ChemistryFeaturization.jl

Unified graph building and featurizing for Weave.jl, AtomicGraphNets.jl, and (maybe soon) more!
Author aced-differentiate
Popularity
16 Stars
Updated Last
24 Days Ago
Started In
July 2020

ChemistryFeaturization.jl

Run testscodecov

Unified graph building and featurizing for Weave.jl, AtomicGraphNets.jl, and (maybe soon) more!

Documentation is starting to be built in the wiki!

This package is currently focused on bulk systems. For organic molecules, MolecularGraph is recommended. PubChem stores many molecular features for the compounds they catalog, and their data can be accessed via PubChemCrawler.

Features

Graph-building and featurization from CIF files

  • Build graphs (as SimpleWeightedGraphs) from CIF files using PyCall to pymatgen functions
  • Visualization using GraphPlot, check out the visualize_graph function in the graph_functions.jl file, you can make pretty pictures like these, whether the graph is simpler or more complicated (thickness of connections indicates weight of edge in graph (higher weights for nearer neighbors)):

graph_EuMgTl2graph_K4W414O14 (NB: this animation's syntax is slightly out of date, new one to come!)

  • Flexible featurization (currently onehot-style) and decoding: choose features to include, level of discretization, etc., and directly decode feature vectors to check values:
julia> features = Symbol.(["Group", "Row", "Block", "Atomic mass", "Atomic radius", "X"])
6-element Array{Symbol,1}:
 :Group
 :Row
 :Block
 Symbol("Atomic mass")
 Symbol("Atomic radius")
 :X

julia> atom_feature_vecs, featurization = make_feature_vectors(features)
[ Info: 16 elements were dropped so that all features are defined.

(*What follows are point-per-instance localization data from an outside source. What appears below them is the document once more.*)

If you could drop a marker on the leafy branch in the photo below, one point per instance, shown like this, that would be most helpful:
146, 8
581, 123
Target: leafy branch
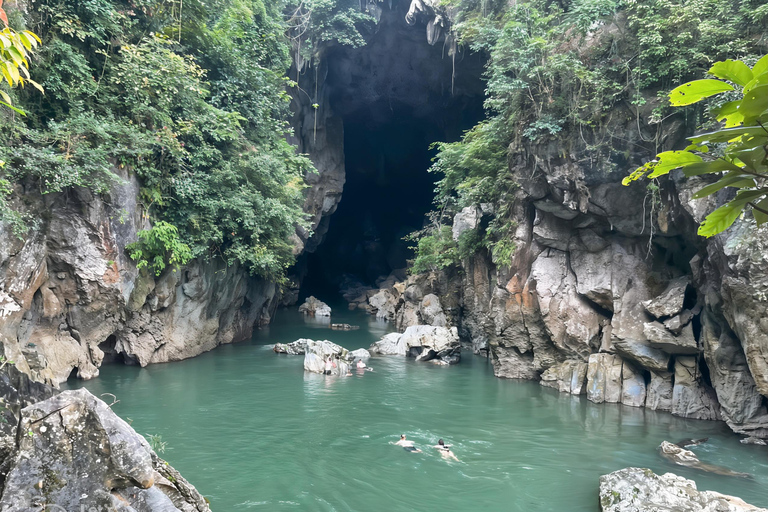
743, 165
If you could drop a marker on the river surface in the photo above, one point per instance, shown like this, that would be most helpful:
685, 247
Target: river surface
252, 431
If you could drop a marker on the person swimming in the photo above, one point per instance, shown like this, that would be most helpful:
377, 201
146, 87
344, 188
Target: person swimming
445, 450
407, 445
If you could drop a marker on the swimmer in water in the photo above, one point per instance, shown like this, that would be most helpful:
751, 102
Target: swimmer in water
407, 445
445, 450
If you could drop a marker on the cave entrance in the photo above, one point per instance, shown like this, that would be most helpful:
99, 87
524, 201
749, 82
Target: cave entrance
395, 96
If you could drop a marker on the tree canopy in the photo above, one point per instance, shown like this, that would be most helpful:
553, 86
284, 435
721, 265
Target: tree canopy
735, 153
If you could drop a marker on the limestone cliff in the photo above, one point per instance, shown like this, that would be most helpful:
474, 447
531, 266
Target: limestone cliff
70, 297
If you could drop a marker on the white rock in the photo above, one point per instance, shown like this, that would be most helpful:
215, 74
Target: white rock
638, 489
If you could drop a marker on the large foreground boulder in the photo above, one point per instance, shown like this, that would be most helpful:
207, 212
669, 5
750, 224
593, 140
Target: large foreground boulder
75, 453
317, 352
640, 490
424, 342
315, 307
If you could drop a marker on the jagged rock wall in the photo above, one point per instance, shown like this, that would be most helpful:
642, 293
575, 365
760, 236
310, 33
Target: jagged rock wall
71, 298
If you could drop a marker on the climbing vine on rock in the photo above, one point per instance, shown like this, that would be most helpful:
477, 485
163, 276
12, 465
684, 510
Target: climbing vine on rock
734, 153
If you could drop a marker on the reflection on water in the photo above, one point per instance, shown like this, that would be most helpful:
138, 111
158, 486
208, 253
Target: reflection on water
253, 431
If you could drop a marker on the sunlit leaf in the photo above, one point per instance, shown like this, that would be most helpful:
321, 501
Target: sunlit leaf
697, 90
736, 179
761, 66
728, 134
759, 213
729, 113
755, 102
710, 167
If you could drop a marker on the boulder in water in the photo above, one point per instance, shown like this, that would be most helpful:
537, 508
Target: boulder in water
295, 348
682, 457
389, 345
360, 353
344, 327
77, 454
424, 342
315, 307
636, 489
317, 352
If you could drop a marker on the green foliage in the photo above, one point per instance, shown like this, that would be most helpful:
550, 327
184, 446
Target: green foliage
315, 23
740, 161
159, 247
156, 443
16, 48
191, 100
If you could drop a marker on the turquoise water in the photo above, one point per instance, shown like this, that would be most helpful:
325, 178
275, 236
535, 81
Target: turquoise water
253, 431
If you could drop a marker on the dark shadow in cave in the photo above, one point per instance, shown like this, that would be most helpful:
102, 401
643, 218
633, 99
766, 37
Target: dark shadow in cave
396, 96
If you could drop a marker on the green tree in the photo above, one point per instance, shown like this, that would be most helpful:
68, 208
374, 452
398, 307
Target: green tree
735, 153
15, 51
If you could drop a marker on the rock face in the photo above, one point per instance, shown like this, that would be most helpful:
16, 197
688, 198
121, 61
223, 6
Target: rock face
424, 342
71, 298
605, 296
636, 489
72, 451
315, 307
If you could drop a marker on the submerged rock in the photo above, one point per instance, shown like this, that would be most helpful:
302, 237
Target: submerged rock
424, 342
295, 348
315, 307
384, 303
76, 453
317, 352
344, 327
639, 489
682, 457
360, 353
390, 345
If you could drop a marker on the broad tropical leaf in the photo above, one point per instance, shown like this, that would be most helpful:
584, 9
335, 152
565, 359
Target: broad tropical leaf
690, 93
733, 70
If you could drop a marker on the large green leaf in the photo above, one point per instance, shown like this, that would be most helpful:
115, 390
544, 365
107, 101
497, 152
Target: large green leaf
734, 179
729, 113
752, 157
728, 134
733, 70
671, 160
755, 102
697, 90
664, 163
761, 217
761, 66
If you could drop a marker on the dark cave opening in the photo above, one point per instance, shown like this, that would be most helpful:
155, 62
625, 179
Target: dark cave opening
395, 96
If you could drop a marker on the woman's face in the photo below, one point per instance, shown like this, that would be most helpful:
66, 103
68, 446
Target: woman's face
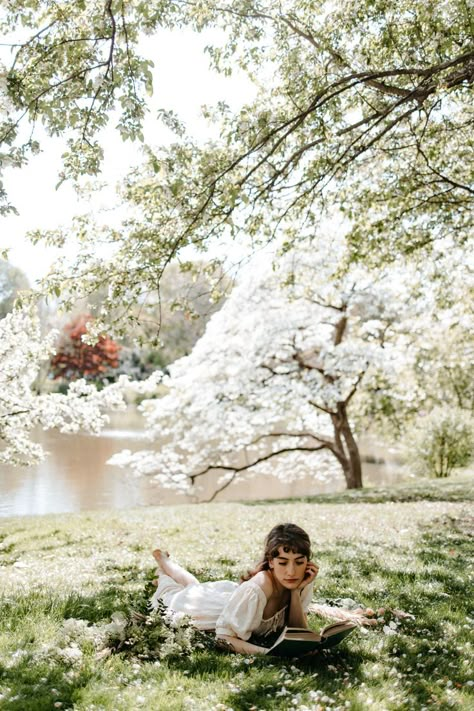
289, 568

julia> decode_feature_vector(atom_feature_vecs["Si"], featurization)
Dict{Symbol,Any} with 6 entries:
  Symbol("Atomic mass")   => (27.1071, 53.2064)
  Symbol("Atomic radius") => (0.955, 1.19)
  :Group                  => 14
  :Row                    => 3
  :Block                  => "p"
  :X                      => (1.684, 2.012)

SMILES input

Sean to add...

Requirements

  • Julia 1.4+
  • packages listed in Project.toml
  • In addition, you will need your PyCall to have access to the pymatgen package, which can be added using Conda.jl as: Conda.add("pymatgen"; channel="conda-forge"), as well as the rdkit package (Conda.add("rdkit"; channel="conda-forge"))

Future Plans:

  • "hybrid" featurizations using features from multiple paradigms if available
  • more input file formats? e.g. SELFIES